We considered that there were two-tailed statistically significant differences when the p-value was <0.05, and all analyses were performed with Stata 14.2 (Statistical Software Stata: Release 16.1 College Station, TX: StataCorp LP).
Ethics approval
This study was conducted with the authorization of the Ethics Committee of Research on Humans Beings of the Ministry of Public Health, number MSP-CGDES-2020-0183-O, in September 2020. The need for consent was waived by the ethics committee. The information was extracted from patients’ clinical records by personnel not related to the research team, who oversaw the systems and technology department of both hospitals. Data were anonymized before being accessed by the researchers.
Results
A total of 5,062 patients were analyzed. Cumulative mortality during the study was 22.6% (1,139 of 5,062 patients died in six months), which represents an in-hospital mortality rate of 236 deaths per 10,000 person-days (considering a total person-days of follow up of 48,263). Specifically, in the Hospital General Norte of Guayaquil, we found a mortality rate of 3.4 deaths per 10,000 person-days; and, in the Hospital General del Sur of Quito, the mortality rate was 1.4 per 10,000 person-days.
Table 1 shows the characteristics of the 2,497 patients who were included in the derivation cohort. Most patients were male (63%), with a mean (standard deviation, SD) of 56.5 (16.6) years of age and a mean (SD) body mass index (BMI) of 27.0 (6.0) Kg/m2. Importantly, 88.8% of patients presented a systemic inflammatory response syndrome, 33.7% had hyperglycemia, 16% had abnormal creatinine levels, and 13.6% had high blood pressure. The characteristics of the 2,565 patients in the validation cohort are shown in S5 Table.

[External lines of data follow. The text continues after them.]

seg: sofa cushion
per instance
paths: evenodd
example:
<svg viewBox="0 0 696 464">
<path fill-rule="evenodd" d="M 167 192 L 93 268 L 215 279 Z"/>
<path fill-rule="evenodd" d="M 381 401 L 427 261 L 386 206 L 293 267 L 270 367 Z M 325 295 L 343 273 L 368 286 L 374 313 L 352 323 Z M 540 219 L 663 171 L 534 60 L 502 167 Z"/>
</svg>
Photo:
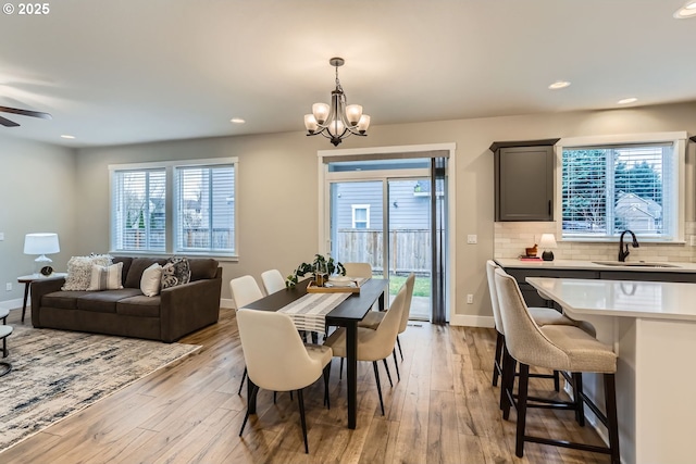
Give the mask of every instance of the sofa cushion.
<svg viewBox="0 0 696 464">
<path fill-rule="evenodd" d="M 128 269 L 130 268 L 130 264 L 133 263 L 133 258 L 130 256 L 114 256 L 113 263 L 123 263 L 123 271 L 121 271 L 121 279 L 122 286 L 126 286 L 126 276 L 128 275 Z"/>
<path fill-rule="evenodd" d="M 128 275 L 126 276 L 126 281 L 123 285 L 126 288 L 140 288 L 140 279 L 142 278 L 142 272 L 150 267 L 152 264 L 159 263 L 163 265 L 166 263 L 166 259 L 164 258 L 134 258 L 130 263 L 130 268 L 128 268 Z"/>
<path fill-rule="evenodd" d="M 160 316 L 160 297 L 137 297 L 124 298 L 116 302 L 116 314 L 140 317 Z"/>
<path fill-rule="evenodd" d="M 46 293 L 41 297 L 41 306 L 58 308 L 61 310 L 76 310 L 77 298 L 83 297 L 84 291 L 62 290 Z"/>
<path fill-rule="evenodd" d="M 124 288 L 121 290 L 89 291 L 77 298 L 77 309 L 97 313 L 115 313 L 116 302 L 124 298 L 140 293 L 139 288 Z"/>
<path fill-rule="evenodd" d="M 215 278 L 217 274 L 219 263 L 210 258 L 189 259 L 188 264 L 191 268 L 191 281 L 204 278 Z"/>
</svg>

We found several significant differences in the characteristics of patients who died in the hospital and those who did not (Table 2). Among those who died, there was a higher proportion of males (73% vs. 60%, p-value <0.001), the mean age was higher (66.5 vs. 53.6 years old, p-value <0.001), they had a higher respiratory rate (24.1 vs. 21.9 breaths per minute, p-value <0.001), and had a lower oxygen saturation (89.7% vs. 91.2%, p-value <0.001). Compared with survivors, deceased patients presented with significantly higher values of serum glucose (159.2 vs. 124.5 mg/dL, p-value <0.001), blood urea nitrogen (BUN) (27.0 vs. 16.1 mg/dL, p-value <0.001), lactic acid dehydrogenase (LDH) (340.2 vs. 252.1 U/L, p-value <0.001), pCO2 (33.2 vs. 30.1 mmHg, p-value <0.001), and white blood cell count (12.33 vs. 8.38 × 103 cells/μL, p-value <0.001); furthermore, they had lower arterial pH (7.36 vs. 7.39, p-value <0.001). In addition, deceased patients presented with a higher percentage of (i) systemic inflammatory response syndrome (98.1% vs. 96.1, p-value <0.001), (ii) hyperglycemia (55% vs. 28%, p-value <0.001), (iii) elevated serum creatinine (30% vs. 12%, p-value <0.001), and (iv) anemia (38% vs. 15%, p-value <0.001).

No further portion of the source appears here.